Wednesday, June 20, 2012

Be prepared.

The Scout Motto. As a motto, it has a lot going for it.

Certainly better than other two word phrases I hear these days. F*** you. That's Hot. Forget this. Oh YEAH! (Thanks Kool-aid man.) Even Nike's inspiring Just do it doesn't fit every situation. Rob a bank? Just do it. (I know, three words, but short and powerful.)

But what does it mean to be "Be Prepared?"  A quote from the Boy Scout Handbook sums it up:
“Be Prepared.”
“Be prepared for what?”
“Why, for any old thing.” said Robert Baden-Powell, the founder of Scouting.

Why, for any old thing... Be prepared ... to give directions to someone lost (physically or figuratively.) treat someone for heat exhaustion (Hello Phoenix.) change a tire. comfort a friend in need. make a toast at dinner. give a stranger CPR. ...any old thing.

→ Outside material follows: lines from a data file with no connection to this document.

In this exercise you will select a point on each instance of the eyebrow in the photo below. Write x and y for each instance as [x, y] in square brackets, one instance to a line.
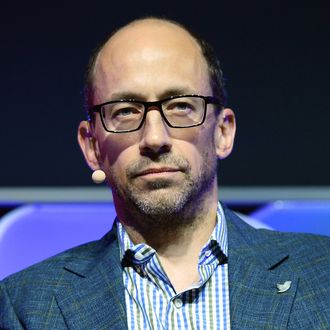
[165, 94]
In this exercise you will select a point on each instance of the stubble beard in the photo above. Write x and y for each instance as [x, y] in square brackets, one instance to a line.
[164, 204]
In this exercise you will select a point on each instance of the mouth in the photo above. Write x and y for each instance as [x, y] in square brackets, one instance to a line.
[157, 172]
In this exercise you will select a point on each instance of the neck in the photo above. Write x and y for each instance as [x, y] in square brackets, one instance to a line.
[177, 244]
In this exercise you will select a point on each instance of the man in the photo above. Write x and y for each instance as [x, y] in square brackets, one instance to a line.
[175, 259]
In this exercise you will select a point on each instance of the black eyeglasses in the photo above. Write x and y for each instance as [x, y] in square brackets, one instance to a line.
[122, 116]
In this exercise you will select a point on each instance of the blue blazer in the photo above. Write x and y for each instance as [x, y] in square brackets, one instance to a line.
[82, 288]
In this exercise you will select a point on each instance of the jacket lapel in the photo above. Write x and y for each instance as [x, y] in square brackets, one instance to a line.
[255, 270]
[95, 298]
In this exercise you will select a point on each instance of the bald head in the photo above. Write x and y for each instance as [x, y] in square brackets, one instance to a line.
[150, 39]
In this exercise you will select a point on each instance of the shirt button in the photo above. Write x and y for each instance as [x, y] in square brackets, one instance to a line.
[178, 303]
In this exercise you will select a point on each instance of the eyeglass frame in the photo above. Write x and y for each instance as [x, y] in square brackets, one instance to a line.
[158, 104]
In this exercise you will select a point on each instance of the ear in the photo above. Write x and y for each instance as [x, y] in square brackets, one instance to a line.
[88, 145]
[225, 133]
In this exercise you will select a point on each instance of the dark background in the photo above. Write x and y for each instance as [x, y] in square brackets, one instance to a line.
[275, 58]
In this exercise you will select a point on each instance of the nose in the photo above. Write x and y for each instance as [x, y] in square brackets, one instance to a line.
[155, 138]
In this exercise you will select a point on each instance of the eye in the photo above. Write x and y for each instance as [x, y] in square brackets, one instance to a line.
[119, 111]
[125, 112]
[182, 107]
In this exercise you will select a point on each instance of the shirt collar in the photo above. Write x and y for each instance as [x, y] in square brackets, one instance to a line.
[215, 249]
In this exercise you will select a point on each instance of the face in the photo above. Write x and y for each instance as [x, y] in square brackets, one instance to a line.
[157, 170]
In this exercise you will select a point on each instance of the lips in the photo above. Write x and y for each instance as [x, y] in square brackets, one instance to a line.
[157, 170]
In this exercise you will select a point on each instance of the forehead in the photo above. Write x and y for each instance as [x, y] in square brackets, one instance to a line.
[148, 58]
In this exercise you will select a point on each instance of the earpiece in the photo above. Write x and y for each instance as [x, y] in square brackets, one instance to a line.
[98, 176]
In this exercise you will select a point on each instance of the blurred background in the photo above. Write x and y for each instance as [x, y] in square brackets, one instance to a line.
[275, 58]
[276, 62]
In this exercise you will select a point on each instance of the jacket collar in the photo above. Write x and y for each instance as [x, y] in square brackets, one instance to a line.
[94, 294]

That little phrase has inspired 10s of thousands of young people (Girl and Boy Scouts share the same motto) to learn First Aid, Orienteering, Cooking, Sewing, Woodcraft and Public Speaking. And Scouts today learn skills in Computer Science, Rocketry (is that outdated these days?,) Social Networking, etc. I can only imagine the lives saved, let alone the lives enriched, by following the advice, Be Prepared

Lots of folks think Powell was talking about being prepared for an emergency or even war. And Scouting fell on some hard times for awhile, facing accusations of indoctrinating young people into a military war machine.  Granted, a great portion of Baden-Powell's life was spent battling the forces that opposed the British Empire, and (politics of Imperialism aside) he was darn good at it.  But I think Be Prepared is far more wide reaching.
It's about being a good a neighbor, a good citizen, and a good human being.
Being prepared fits well with the theme of self reliance that I would like to promote here. Expect to see more on the topic. ;)

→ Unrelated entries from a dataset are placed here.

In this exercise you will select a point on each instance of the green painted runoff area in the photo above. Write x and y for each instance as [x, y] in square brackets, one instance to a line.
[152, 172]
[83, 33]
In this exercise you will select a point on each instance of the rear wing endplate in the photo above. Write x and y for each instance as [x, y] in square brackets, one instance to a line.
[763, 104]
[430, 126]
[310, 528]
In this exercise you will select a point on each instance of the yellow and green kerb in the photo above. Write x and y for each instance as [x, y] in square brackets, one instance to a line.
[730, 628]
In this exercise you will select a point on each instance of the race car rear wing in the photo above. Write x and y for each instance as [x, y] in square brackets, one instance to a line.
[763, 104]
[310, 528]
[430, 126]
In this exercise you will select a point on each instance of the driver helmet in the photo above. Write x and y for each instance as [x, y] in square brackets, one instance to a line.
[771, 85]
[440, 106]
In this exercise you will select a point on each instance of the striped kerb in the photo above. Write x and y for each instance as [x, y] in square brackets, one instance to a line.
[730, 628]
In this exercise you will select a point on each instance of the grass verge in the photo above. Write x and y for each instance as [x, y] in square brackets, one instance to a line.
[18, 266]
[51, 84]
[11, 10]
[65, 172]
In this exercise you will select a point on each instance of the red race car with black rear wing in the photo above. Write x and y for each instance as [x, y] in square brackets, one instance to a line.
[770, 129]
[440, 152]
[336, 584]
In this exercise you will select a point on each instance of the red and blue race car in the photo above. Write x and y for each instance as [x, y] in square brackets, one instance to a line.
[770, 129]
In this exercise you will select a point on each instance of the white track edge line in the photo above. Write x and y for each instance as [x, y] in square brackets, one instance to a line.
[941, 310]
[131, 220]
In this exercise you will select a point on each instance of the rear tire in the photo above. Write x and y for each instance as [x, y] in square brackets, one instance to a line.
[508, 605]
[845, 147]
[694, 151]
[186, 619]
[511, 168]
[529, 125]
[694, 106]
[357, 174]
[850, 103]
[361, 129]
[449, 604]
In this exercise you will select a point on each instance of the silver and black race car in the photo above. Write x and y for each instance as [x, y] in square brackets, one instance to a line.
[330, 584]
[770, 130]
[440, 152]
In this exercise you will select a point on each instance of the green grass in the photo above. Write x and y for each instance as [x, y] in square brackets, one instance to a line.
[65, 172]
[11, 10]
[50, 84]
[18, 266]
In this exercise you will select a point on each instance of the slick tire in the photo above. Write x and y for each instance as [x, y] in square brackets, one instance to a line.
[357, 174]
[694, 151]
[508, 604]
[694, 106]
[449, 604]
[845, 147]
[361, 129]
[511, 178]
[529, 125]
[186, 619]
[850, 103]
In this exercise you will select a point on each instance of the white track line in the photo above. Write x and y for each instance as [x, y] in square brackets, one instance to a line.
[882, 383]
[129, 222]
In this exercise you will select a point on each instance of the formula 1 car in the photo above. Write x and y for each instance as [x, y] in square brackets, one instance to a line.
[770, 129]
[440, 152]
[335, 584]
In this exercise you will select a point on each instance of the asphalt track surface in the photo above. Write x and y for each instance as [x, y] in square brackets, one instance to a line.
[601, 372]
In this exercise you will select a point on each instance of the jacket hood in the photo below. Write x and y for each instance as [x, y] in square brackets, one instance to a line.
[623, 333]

Next time, "Prioritizing what to prepare for." Because you can't suddenly be prepared for any old thing... or can you?

Tuesday, June 5, 2012

Once in a lifetime...

is such an overused expression.  But today folks over most of the world have an opportunity to view a true "once in a lifetime event."  The Transit of Venus!  I know, exciting right?  What, pray-tell, is the Transit of Venus?  It's when Venus passes between the Earth and Sun and is visible crossing the disk of the sun.

WARNING!: Once in a lifetime events do NOT give us license to be stupid.  DON'T LOOK DIRECTLY AT THE SUN! You won't be able to see it anyway, given that Venus will appear approx 1/32 the size of the Sun.  And you may not be able to see anything afterwards.  (Safe viewing tips below.)

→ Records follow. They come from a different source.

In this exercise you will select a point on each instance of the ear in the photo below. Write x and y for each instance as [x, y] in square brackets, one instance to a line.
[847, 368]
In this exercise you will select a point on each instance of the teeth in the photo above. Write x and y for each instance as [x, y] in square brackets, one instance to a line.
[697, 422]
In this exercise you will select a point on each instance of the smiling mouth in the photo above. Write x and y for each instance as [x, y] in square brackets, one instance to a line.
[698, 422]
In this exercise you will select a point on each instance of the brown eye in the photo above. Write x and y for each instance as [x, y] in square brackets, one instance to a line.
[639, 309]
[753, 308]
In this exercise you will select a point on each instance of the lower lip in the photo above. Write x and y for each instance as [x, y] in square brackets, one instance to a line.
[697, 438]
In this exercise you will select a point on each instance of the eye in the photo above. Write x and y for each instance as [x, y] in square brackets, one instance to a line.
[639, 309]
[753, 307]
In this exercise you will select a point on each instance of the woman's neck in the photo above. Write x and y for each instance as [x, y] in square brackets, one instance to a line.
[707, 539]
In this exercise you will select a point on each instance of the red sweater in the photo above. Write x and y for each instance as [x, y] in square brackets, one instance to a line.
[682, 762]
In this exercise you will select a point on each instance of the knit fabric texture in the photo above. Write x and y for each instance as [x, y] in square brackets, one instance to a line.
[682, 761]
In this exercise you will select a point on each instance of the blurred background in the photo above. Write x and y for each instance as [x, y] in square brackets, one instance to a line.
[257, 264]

What's the big deal, anyway?  Well, this rare astronomical event occurs in pairs (the last was in 1999) and the next won't be until 2117!!

Wait, I thought you said this was once in a lifetime?  You just said it happened in 1999.. Right... it wasn't  once in a lifetime then, it was twice in a lifetime.  Duh. Clearly that's why I didn't blog about it then (and I was too busy partying with Price.)

OK, so it happens once every century (or twice, or whatever) why should I care? Aren't planets and stars and stuff constantly circling the sun?  Planets, yes. Stars, no. (maybe visit the planetarium? today would be a good day.)  This particular event was instrumental in measuring the size of the solar system! And was arguably responsible for making our exploration of Space a reality.

OK, OK, I'm convinced.  How do I view this awe inspiring display of celestial clockwork?

First you have to NOT be in the middle of the Atlantic Ocean.

If you're lucky, you get an awesome sunset view like the image above.  If not, you have a couple of options.

  • #14 Welding glass or Eclipse Shades  (Welding Glass available at local Welding Supply shops, Big Box Stores (Home Depot, etc) or Farm Supply Stores)  You'll need some pretty darn good eyes to Venus transit the Sun though.  We're not talking lunar eclipse here.  Much, much smaller.
  • Visit your local Planetarium.  If you're reading about this for the first time, you're probably out of luck.  Space geeks probably have all the spots reserved. Probably a pretty rockin' time though.
  • A Pinhole projector.  This is one of the few ways the non-planners can see the transit of they are interested.  Given the size of the silhouette on the disk of the SUN, your mileage may vary.  Pinhole projectors can be elaborate or simple.  You can even use your hands. Just hold up both hands with your fingers overlapping at right angles. The holes between your fingers make pinholes.

  • Project the image with Binoculars or a Telescope.

Thank You NASA!!

So, get your Geek on and take part in a truly once in a lifetime event.